One thing really sealed Winfield’s fate and place in the family. A few months ago we inherited a little Miniature Schnauzer puppy…can we say boundless energy, smart, affectionate, stubborn, playful, little clowns? Not creatures welcomed into a cat’s world with open paws. I think I might have determined Watson…our little tyke…was the alpha of his litter. Well, even more angst for two ol’ territorial, set-in-their-way cats. There was much weeping and gnashing of teeth…and paws…and claws.
But, I began to notice a little pattern developing. Kramer was going to have nothing to do with this new creature, no way, no how. He vanished into the walls. Winfield was different. If the paths of the three happened to cross and Winfield felt Watson was bullying Kramer (hard to do since both the cats are twice the size of Watson), Winfield would charge Watson and beat the snot out of him. Kramer would scoot away and watch the fray from afar. If Winfield was the one getting the perceived pummeling once again, Kramer watched from afar, never lifting a finger, hum paw, to help out his life long buddy. Well, I’m really BIG on and admire loyalty…score a big one for Winfield. Then after about two or three weeks, Winfield began to show back up in the room at the same time as Watson…all be it perched warily in the edge of something . But, he made his little point…this was HIS family and he was going to be part of it. Hubby has always said Winfield picked me to be his person, and I guess that proved it. Score another for Winfield. I admire tenacity in the appropriate situations also. Winfield was set.

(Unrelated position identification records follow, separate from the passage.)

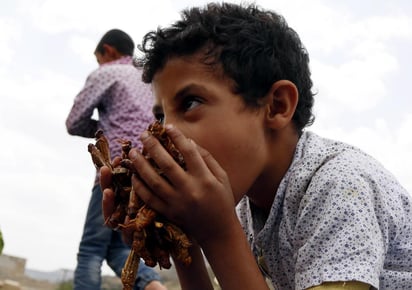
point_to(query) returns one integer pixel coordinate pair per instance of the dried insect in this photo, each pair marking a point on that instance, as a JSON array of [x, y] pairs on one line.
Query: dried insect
[[155, 238]]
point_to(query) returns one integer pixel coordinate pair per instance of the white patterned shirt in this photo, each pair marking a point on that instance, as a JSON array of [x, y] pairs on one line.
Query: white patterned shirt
[[338, 215]]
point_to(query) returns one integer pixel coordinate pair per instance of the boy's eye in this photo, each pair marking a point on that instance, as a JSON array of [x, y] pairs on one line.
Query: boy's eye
[[190, 102], [159, 117]]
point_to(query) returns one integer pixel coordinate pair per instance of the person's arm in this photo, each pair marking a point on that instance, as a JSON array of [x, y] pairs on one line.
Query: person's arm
[[79, 121], [350, 285]]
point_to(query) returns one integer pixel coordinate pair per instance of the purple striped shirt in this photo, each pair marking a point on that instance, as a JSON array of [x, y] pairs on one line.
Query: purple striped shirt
[[123, 102]]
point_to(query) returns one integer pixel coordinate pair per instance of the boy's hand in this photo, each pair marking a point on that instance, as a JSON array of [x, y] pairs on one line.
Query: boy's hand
[[199, 199]]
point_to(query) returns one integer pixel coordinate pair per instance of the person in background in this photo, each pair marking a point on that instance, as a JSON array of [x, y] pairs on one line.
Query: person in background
[[261, 195], [123, 103]]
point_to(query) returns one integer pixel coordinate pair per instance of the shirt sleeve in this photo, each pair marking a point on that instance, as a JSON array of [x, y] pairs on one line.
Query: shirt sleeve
[[338, 235], [79, 121]]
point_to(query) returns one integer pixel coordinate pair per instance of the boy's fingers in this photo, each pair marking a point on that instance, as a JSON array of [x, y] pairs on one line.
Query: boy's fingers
[[105, 177]]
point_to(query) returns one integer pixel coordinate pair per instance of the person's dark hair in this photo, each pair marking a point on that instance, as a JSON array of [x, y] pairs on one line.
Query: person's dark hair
[[119, 40], [254, 47]]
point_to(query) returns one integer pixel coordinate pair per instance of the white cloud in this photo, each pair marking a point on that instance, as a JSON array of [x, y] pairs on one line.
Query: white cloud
[[10, 33], [393, 148]]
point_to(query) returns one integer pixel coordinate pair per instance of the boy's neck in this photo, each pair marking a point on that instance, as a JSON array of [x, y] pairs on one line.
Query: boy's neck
[[264, 190]]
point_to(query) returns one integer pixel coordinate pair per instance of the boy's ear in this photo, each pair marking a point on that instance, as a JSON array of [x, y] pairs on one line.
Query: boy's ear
[[282, 100]]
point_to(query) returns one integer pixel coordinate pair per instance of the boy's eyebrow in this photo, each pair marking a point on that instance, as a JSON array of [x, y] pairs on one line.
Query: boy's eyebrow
[[186, 89], [157, 108]]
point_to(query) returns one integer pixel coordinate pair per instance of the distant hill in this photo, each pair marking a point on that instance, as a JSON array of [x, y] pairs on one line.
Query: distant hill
[[53, 276]]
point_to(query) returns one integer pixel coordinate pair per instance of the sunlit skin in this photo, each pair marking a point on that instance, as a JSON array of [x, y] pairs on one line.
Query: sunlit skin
[[230, 150]]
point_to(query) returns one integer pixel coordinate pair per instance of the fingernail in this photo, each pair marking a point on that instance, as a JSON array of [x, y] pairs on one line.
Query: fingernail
[[169, 126], [144, 135], [132, 155]]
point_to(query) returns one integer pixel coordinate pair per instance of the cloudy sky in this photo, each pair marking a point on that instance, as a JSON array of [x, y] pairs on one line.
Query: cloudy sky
[[360, 60]]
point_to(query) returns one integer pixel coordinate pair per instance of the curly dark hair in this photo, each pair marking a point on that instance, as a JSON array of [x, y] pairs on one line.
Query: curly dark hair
[[254, 47], [119, 40]]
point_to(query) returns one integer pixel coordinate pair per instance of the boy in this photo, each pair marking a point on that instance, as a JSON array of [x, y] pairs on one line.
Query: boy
[[260, 193], [123, 102]]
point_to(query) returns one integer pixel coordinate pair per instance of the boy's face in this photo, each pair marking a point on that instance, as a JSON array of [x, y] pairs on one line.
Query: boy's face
[[201, 104]]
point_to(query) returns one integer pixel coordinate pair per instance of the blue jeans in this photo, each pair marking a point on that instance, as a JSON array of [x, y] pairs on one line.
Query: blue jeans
[[99, 243]]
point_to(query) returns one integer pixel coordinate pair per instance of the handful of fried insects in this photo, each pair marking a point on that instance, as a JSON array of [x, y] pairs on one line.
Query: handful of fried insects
[[155, 238]]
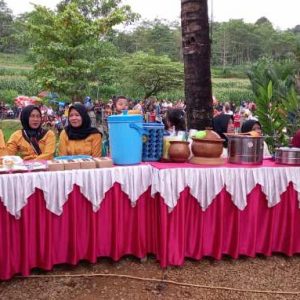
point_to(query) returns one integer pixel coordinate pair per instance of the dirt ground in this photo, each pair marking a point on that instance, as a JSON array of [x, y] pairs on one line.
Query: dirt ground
[[276, 273]]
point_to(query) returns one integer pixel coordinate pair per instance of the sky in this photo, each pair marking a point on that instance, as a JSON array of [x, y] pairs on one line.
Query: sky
[[283, 14]]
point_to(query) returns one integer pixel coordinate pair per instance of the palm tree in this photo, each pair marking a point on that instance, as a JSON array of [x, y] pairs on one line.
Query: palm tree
[[196, 56]]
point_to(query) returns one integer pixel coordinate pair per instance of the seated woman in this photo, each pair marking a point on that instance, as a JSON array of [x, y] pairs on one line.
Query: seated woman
[[253, 125], [2, 144], [32, 142], [79, 138], [296, 139]]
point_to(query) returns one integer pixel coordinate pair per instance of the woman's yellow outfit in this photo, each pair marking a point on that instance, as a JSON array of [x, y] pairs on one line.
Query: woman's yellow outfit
[[17, 144], [2, 144], [89, 146]]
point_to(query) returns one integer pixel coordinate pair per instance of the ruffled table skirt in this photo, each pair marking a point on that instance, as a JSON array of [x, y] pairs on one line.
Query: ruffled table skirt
[[40, 238]]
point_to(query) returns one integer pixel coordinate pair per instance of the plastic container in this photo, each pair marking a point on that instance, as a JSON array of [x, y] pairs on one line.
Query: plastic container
[[126, 138], [153, 142]]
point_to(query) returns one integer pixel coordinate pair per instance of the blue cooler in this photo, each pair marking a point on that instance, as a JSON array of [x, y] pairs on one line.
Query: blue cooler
[[126, 138], [153, 142]]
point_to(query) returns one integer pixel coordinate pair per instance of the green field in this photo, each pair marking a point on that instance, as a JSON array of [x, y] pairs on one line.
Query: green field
[[9, 126], [15, 68]]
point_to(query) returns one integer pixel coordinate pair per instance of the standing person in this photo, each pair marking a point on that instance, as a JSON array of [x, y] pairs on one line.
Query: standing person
[[79, 137], [254, 125], [32, 142], [120, 103], [223, 124], [296, 139], [175, 121]]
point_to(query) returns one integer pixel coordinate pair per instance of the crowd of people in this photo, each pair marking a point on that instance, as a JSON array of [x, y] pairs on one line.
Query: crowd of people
[[80, 132]]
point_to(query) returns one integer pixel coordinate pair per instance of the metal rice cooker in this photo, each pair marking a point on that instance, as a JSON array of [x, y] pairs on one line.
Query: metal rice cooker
[[287, 156], [244, 149]]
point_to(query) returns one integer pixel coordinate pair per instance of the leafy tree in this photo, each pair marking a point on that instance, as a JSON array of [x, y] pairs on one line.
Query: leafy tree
[[149, 75], [71, 54], [6, 26], [278, 106]]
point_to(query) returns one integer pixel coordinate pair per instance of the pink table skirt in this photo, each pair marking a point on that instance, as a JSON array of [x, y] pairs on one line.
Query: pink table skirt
[[42, 239]]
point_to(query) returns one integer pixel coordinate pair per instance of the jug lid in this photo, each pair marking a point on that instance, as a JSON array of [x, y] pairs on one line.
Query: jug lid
[[125, 118]]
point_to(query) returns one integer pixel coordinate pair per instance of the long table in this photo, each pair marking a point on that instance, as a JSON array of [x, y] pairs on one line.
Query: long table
[[173, 211]]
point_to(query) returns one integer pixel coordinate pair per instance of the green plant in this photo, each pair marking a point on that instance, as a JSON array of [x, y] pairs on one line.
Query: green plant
[[277, 105]]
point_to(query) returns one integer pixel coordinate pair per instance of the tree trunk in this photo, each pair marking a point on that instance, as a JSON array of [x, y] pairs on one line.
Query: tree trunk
[[196, 56]]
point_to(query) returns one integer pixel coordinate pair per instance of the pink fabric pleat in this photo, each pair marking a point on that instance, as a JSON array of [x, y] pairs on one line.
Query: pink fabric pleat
[[42, 239]]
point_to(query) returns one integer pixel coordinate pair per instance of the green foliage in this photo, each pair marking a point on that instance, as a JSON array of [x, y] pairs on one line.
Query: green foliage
[[148, 75], [70, 58], [277, 103], [234, 89], [8, 96], [8, 127]]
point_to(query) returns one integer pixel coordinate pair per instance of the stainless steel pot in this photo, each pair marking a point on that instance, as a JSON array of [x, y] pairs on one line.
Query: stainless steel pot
[[287, 156], [245, 149]]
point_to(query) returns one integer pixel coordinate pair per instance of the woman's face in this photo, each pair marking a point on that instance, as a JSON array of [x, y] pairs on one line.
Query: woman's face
[[257, 128], [75, 118], [230, 126], [35, 119]]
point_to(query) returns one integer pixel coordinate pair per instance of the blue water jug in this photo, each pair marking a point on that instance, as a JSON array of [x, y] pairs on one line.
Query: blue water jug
[[126, 138]]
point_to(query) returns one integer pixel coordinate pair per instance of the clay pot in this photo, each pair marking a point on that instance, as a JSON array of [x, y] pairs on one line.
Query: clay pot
[[211, 146], [179, 151]]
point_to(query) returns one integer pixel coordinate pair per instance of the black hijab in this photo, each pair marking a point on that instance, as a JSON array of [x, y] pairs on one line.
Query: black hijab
[[220, 124], [248, 125], [85, 129], [32, 136]]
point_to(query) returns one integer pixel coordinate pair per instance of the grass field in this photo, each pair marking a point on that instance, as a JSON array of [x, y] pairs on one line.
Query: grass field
[[9, 126], [14, 68]]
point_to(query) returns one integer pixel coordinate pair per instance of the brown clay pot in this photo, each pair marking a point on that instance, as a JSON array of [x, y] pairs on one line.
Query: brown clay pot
[[211, 146], [179, 151], [207, 148]]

So, in all seriousness we knew some changes had to be made. Kramer didn’t fit in, plus he beat up and bullied Winfield. His fur was killing my allergies and harming my health and the circle just didn’t fit Kramer any more…never really did. He needed to be in a family that could adore him and him only, he needed to be an only cat…and so did Winfield…and Watson needed more stability. We found a fantastic home for Big Orange and get periodic updates and he is as happy as a Cheshire cat.
As I write and look around me, I have my laptop in my lap and Watson and Winfield are curled up on the bed…and they have come to an unsteady peace, one only cats and dogs could broker. So, we have our little two member menagerie…Watson and Winfield…and they are content, happy, healthy and thriving. They add cuddles and smiles and nudges and purrs and warm hearts to our lives, and that, my friend, is all about dogs and cats.